GNSS Remote Sensing of the Arctic and Ocean using Spaceborne Reflectometry

CYGNSS NBRCS (?0) over two mid-latitude mesoscale ocean eddies near the south coast of Japan at two different times; in 3 dimensions in the local defined coordinate system. The evolution of the ?0 can be explained by the anomalies of sea surface temperature. The warm core of the top eddy produces higher wind speed (lower ?0) while the colder edges, by contrast, cause lower wind speeds (higher ?0). © M. Hoseini

Mostafa Hoseini

Norwegian University of Science and Technology NTNU, Trondheim, Norway
GFZ Potsdam
Fakultät VI - Planen Bauen Umwelt, Technischen Universität Berlin

Remote sensing using signals of Global Navigation Satellite Systems (GNSS) is a method providing a new source of observations to study the Earth System including its atmosphere. GNSS Reflectometry (GNSS-R) is element of GNSS Remote Sensing and a novel observation technique. It exploits reflected GNSS signals from land, ice or water bodies to retrieve information about different geophysical parameters.
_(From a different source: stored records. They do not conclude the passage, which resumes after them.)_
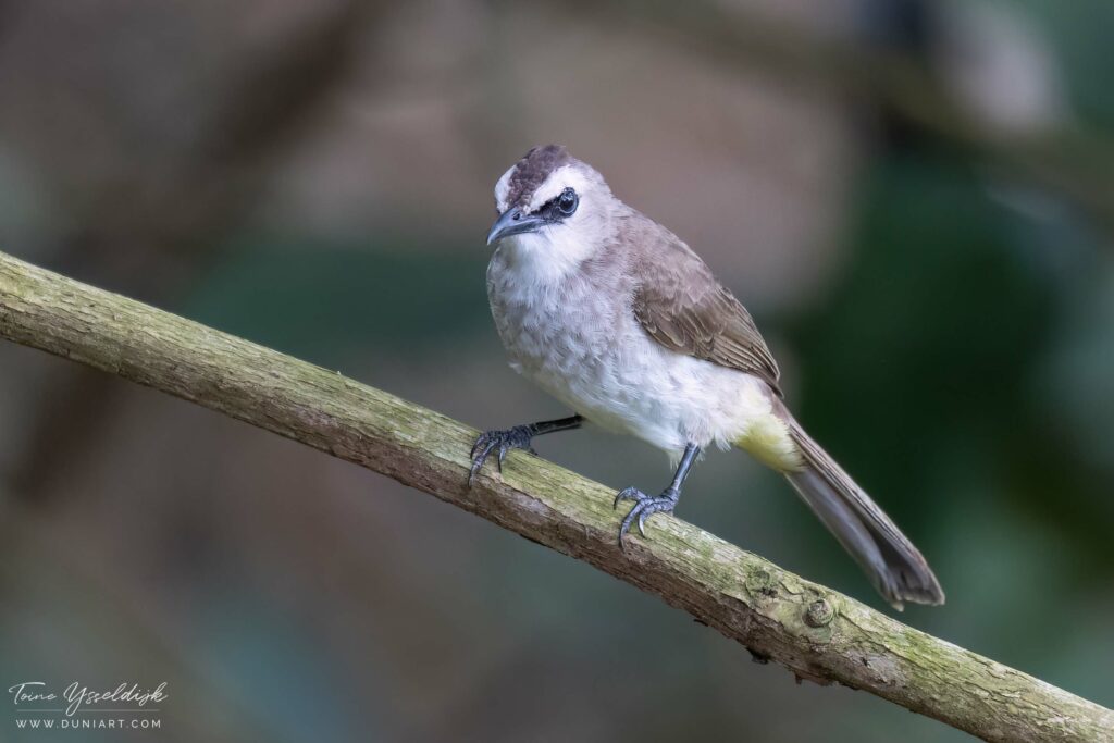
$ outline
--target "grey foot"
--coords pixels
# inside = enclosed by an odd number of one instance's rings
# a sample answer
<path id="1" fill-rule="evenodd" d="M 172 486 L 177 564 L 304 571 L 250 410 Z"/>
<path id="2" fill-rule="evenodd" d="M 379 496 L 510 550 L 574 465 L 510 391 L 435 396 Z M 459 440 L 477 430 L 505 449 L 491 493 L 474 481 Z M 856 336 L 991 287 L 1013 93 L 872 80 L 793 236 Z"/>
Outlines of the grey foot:
<path id="1" fill-rule="evenodd" d="M 483 462 L 491 454 L 492 451 L 499 452 L 499 471 L 502 472 L 502 460 L 507 458 L 507 452 L 511 449 L 522 449 L 531 454 L 537 454 L 530 448 L 530 439 L 534 438 L 534 431 L 529 426 L 516 426 L 515 428 L 509 428 L 505 431 L 485 431 L 479 434 L 476 439 L 476 443 L 472 444 L 472 469 L 468 473 L 468 485 L 472 485 L 472 480 L 476 479 L 476 473 L 480 471 L 483 467 Z"/>
<path id="2" fill-rule="evenodd" d="M 631 525 L 634 524 L 635 519 L 638 519 L 638 534 L 645 537 L 646 529 L 644 527 L 646 517 L 654 514 L 672 514 L 680 498 L 681 491 L 674 488 L 666 488 L 665 492 L 659 496 L 647 496 L 637 488 L 624 488 L 619 490 L 619 493 L 615 496 L 615 508 L 619 507 L 620 501 L 635 501 L 634 508 L 631 509 L 626 518 L 623 519 L 623 524 L 619 525 L 619 548 L 623 548 L 623 536 L 631 530 Z"/>

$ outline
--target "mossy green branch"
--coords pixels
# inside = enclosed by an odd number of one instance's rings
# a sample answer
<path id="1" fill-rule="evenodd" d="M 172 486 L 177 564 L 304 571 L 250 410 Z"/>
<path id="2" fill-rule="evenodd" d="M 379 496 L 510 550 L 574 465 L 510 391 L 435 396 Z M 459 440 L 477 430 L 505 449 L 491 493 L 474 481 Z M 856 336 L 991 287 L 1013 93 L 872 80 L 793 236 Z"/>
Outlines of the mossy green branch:
<path id="1" fill-rule="evenodd" d="M 987 741 L 1114 741 L 1114 713 L 907 627 L 673 517 L 615 542 L 613 491 L 514 452 L 466 487 L 477 431 L 392 394 L 0 254 L 0 335 L 355 462 L 656 594 L 800 677 Z"/>

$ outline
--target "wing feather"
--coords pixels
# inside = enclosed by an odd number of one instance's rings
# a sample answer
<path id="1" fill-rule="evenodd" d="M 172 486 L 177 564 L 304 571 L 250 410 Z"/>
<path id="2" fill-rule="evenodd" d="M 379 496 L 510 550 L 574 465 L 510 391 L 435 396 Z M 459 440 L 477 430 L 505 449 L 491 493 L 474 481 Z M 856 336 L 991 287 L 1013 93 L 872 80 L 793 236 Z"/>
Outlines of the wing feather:
<path id="1" fill-rule="evenodd" d="M 781 395 L 778 363 L 750 313 L 698 255 L 668 237 L 644 254 L 658 260 L 639 266 L 635 317 L 665 348 L 754 374 Z"/>

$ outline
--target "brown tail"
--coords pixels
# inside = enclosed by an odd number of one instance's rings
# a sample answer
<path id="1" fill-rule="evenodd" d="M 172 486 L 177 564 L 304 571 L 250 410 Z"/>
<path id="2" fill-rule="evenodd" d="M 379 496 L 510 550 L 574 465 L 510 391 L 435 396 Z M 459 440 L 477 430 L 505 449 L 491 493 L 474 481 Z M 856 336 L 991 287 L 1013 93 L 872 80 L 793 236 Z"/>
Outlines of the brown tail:
<path id="1" fill-rule="evenodd" d="M 920 551 L 788 411 L 784 416 L 804 460 L 785 477 L 878 592 L 898 610 L 902 602 L 942 604 L 944 590 Z"/>

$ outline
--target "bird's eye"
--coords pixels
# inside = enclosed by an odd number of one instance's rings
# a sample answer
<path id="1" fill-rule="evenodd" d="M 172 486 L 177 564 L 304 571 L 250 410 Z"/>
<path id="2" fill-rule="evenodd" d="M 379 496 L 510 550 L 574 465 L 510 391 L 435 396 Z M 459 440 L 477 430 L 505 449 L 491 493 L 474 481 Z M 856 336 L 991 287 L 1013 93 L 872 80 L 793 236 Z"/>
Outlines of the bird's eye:
<path id="1" fill-rule="evenodd" d="M 561 214 L 569 217 L 576 212 L 576 207 L 580 204 L 580 197 L 576 195 L 576 192 L 571 188 L 566 188 L 557 197 L 557 209 Z"/>

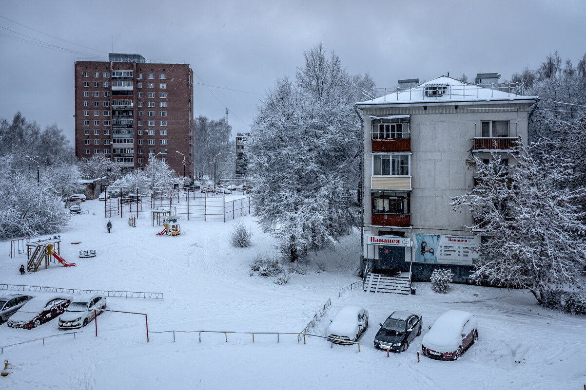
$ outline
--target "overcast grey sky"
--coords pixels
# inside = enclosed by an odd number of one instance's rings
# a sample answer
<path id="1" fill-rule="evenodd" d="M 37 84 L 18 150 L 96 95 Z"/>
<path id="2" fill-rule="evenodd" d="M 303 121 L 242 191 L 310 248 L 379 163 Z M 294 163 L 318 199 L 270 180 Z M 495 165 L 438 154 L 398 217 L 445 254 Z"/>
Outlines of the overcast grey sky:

This technique has been increasingly used in ground-based, air- or spaceborne configuration. It is being pursued for a variety of applications over land, ocean and ice. Different processing approaches could be developed and applied to get geophysical information with unprecedented high accuracy and spatiotemporal resolution.

Several GNSS-R sensors onboard small satellite missions have already demonstrated the feasibility and huge potential of this technique for Earth Observation on global scale. Although NASA CYGNSS (CYclone GNSS) mission currently provides GNSS-R data over tropical regions, the coverage at higher latitudes regions including Polar areas has to be improved.

The joint project of the Norwegian University of Science and Technology (NTNU), GFZ and TUB will focus on investigation of the theory and design of an Earth remote sensing sensor onboard small satellites capable of measuring the oceanographic parameters related to altimetry in Norwegian and Polar waters. The project exploits the GNSS-R concept, which allows to use a cost-efficient low-power passive sensor in a compact payload onboard future NTNU SmallSats.

The project provides required information about the methodology and instrumentation of an observing system with different geophysical parameters of interest such as sea ice thickness, sea surface height and wave height. The results will be used to design the NTNU SmallSats, which will be integrated into an operational maritime/Arctic observation network. It is foreseen to use in-situ measurements acquired by autonomous unmanned vehicle systems for calibration and enhancement of the GNSS-R products. The ultimate goal is to integrate the designed GNSS-R sensor into a complex observation network to provide a high spatiotemporal resolution monitoring of the arctic and oceans, as key components of the Earth’s climate system.